The Federal Reserve is going to have to put the brakes on interest rate hikes much sooner than its members think, CNBC's Jim Cramer said Monday.
Though central bank officials have indicated about five more increases between now and 2020, Cramer said he thinks Fed Chairman Jerome Powell will look at circumstances and decide that the current forecast won't work.
"I just think he's going to blink," Cramer said on "Squawk on the Street."
"It's going to be one and done in December. That's what I'm saying is happening," he added. "And then he's going to pause."
Cramer cited some unsettling data from earnings season to make his case. So far, 35 percent of companies reporting their third-quarter numbers have missed analyst estimates, according to figures the Wall Street Journal cited Monday.
"These numbers are going to be watched," he said.
Also Cramer has been vocal that he agrees with President Trump's frustration with the Fed, although not necessarily with the way the president is going about attacking the independent agency.
If he's right about the direction of money policy, it will make a sharp turn both from official Fed projections, and the rhetoric that has come from many of its top officials, not to mention market expectations.
In their quarterly summary of economic projections, Federal Open Market Committee members indicated one more increase before the end of the year — likely in December — followed by three more in 2019 and another one or two in 2020. At that point, the policymakers are expected to pause to examine conditions.
Market participants have priced in about an 83 percent chance of a December hike.
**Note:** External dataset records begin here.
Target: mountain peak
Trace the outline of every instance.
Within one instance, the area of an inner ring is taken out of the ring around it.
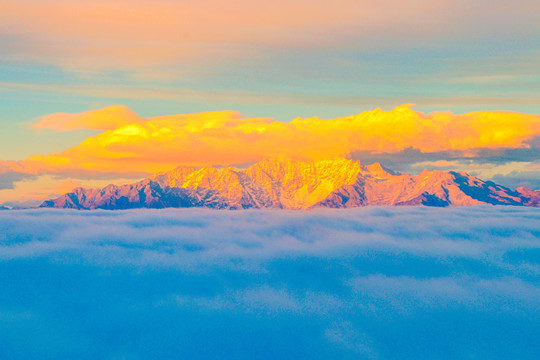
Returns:
[[[366,205],[538,206],[540,192],[517,191],[465,173],[424,170],[395,173],[379,163],[349,159],[265,159],[246,169],[177,167],[135,184],[82,188],[44,207],[126,209],[133,207],[285,208]]]
[[[386,167],[382,166],[378,162],[373,163],[371,165],[367,165],[367,166],[365,166],[365,168],[370,173],[372,173],[376,177],[380,177],[380,178],[388,178],[388,177],[399,175],[399,173],[396,173],[396,172],[394,172],[394,171],[392,171],[390,169],[387,169]]]

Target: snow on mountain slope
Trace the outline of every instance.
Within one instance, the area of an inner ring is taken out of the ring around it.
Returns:
[[[263,160],[244,170],[178,167],[134,184],[77,188],[41,206],[75,209],[539,206],[539,193],[526,188],[513,191],[465,173],[424,170],[411,176],[378,163],[363,166],[359,161],[346,159],[282,159]]]

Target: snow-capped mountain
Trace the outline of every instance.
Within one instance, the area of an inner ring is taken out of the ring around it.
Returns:
[[[42,207],[130,209],[207,207],[214,209],[367,205],[539,206],[540,191],[511,190],[462,172],[424,170],[396,173],[359,161],[263,160],[251,167],[178,167],[134,184],[103,189],[77,188]]]

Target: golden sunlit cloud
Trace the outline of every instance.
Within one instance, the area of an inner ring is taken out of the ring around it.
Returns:
[[[63,152],[0,162],[18,173],[150,174],[178,165],[243,164],[269,157],[326,159],[363,151],[423,153],[526,148],[540,135],[540,116],[507,111],[462,115],[425,114],[410,105],[375,109],[336,119],[317,117],[288,123],[244,118],[234,111],[142,119],[124,107],[81,114],[55,114],[35,127],[109,129]],[[88,176],[88,175],[87,175]]]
They also see a 56 percent probability of another move in March 2019 and then about a 52 percent chance of an additional increase in September that would take the benchmark funds rate target to 2.75 percent to 3 percent. That's about one less increase than indicated by the FOMC, which sees the rate at 3.1 percent by the end of the year.
Powell himself, in a recent interview with PBS, said the market is a long way from a rate that would be considered neutral.